Passos seguintes, cuidado com os espelhos no chão! nos levam ao tableau do canto, que do foco adequado mostra reproduzir as duas fileiras de palmeiras imperiais da alameda central do Jardim Botânico do Rio de Janeiro, sendo a da esquerda absolutamente retilínea e a outra, ligeiramente enviesada, e que ao final "fingem" se encontrar - perspectiva, profundidade e ponto de fuga originais a ponto de causar inveja a Pierro della Francesca e a Meindert Hobbema, sempre tão citados. Com o acréscimo de que as palmeiras, todas elas, são meticulosamente "calculadas", id est, troncos, ramagens e folhagens, são desenhados com as tais subtrações do homem que calculava para chegar ao infinito. E chegou! Chegou?!

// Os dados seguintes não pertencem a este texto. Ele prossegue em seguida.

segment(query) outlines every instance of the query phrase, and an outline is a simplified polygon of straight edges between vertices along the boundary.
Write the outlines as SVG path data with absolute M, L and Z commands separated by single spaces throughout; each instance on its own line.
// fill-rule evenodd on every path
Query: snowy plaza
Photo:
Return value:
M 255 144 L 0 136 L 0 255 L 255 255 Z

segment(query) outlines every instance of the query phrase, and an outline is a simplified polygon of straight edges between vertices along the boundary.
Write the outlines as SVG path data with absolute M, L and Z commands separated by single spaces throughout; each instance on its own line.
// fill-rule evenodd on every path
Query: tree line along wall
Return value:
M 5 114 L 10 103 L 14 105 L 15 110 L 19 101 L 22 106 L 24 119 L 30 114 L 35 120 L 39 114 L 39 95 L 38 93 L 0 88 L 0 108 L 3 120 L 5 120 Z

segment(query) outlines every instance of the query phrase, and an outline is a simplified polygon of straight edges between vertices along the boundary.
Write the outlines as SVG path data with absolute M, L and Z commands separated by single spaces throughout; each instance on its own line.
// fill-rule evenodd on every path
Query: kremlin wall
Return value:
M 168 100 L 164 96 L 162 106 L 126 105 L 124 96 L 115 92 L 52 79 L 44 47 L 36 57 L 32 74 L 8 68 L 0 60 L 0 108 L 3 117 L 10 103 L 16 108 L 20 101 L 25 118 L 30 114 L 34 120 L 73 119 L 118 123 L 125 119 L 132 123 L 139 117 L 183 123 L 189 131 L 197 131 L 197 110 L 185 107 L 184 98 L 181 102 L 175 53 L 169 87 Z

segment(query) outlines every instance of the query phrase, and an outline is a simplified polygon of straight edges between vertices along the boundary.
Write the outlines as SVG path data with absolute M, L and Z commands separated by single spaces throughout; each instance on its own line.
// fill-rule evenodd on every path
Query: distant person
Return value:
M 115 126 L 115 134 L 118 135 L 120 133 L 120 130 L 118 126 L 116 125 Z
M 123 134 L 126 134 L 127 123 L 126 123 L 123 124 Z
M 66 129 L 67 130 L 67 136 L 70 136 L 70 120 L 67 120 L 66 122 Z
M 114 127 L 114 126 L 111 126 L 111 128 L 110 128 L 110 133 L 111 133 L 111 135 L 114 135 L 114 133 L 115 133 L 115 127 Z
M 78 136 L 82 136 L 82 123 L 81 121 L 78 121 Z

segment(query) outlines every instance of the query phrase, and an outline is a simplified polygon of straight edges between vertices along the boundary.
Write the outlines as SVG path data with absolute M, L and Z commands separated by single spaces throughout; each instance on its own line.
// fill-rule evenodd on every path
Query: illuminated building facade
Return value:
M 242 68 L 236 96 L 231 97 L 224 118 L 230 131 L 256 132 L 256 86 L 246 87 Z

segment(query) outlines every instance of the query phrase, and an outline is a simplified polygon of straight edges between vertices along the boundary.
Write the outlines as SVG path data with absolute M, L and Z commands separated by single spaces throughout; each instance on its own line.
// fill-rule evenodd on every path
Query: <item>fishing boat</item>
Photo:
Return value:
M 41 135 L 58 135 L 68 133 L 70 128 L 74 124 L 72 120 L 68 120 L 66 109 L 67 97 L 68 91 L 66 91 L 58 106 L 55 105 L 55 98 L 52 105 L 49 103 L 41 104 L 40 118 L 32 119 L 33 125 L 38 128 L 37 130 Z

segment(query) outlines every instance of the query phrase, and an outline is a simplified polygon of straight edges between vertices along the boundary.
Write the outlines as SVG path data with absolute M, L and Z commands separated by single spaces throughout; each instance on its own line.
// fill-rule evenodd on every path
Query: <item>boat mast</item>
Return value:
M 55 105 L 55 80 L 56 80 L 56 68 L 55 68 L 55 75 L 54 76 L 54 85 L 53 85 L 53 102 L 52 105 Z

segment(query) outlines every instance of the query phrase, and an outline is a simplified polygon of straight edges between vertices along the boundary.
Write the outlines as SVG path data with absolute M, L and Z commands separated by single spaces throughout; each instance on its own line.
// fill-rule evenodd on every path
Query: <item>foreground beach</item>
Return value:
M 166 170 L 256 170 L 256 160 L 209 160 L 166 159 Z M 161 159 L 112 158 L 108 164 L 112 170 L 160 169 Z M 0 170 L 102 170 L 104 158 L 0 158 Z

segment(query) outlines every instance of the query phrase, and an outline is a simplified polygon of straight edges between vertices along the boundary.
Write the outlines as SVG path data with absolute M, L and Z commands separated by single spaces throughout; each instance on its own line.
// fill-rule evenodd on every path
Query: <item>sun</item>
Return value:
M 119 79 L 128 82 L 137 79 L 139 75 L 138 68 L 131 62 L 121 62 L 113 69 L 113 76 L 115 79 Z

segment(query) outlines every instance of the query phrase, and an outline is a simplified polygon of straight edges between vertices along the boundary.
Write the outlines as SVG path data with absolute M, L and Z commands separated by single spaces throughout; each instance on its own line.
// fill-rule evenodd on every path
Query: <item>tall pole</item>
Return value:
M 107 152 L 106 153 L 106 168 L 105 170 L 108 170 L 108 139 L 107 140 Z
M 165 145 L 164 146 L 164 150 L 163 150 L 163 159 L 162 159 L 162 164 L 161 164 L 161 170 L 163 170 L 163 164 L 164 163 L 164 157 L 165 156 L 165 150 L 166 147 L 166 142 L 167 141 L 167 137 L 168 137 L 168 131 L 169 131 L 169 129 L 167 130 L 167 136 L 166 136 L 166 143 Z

Não deve ter chegado - isso ainda leva algum tempo que costuma ser infinito. Quem aqui chegou, entretanto, e foi há 500 anos, foram os piratas portugueses, que a mando do pirata-mor, seu rei, ocuparam e estupraram e espoliaram estes "tristes trópicos", para não esquecer do outro. E, claro, das outras - as inocentes, estas sim! imaculadas índias. Você vai perguntar, mas o que tem isso a ver agora? Como não? As provas e os testemunhos, os climachauskescos marcos de posse! que, possuídos pela cobiça, aqui deixaram, possuindo também as a correntes trazidas (arrastadas) negras, estão todos lá, na obra do de báltica raiz artista. Por acaso, o bloco do cintilante mármore não diz do ouro e das pedras preciosas, que, como o tronco e a senzala dos africanos e a carnificina dos autóctones, daqui com dor foram arrancados e, via Portugália, na voraz e pirata-imperatriz ElizBritânia despejados? Portugal subtraiu, subtraiu, mas acabou pária. Deixou, entretanto, aqui, coisas boas como o Jardim Botânico, dirá algum incauto. E precisava? E isto aqui já não era um imenso jardim botânico natural e, também! zoológico a céu aberto?! Está certo, águas passadas não movem moinhos - o cavaleiro da triste figura e seu fiel escudeiro descobriram isso, ainda que amarga e tardiamente -, mas movem artes. Que não sei por que nos comovem.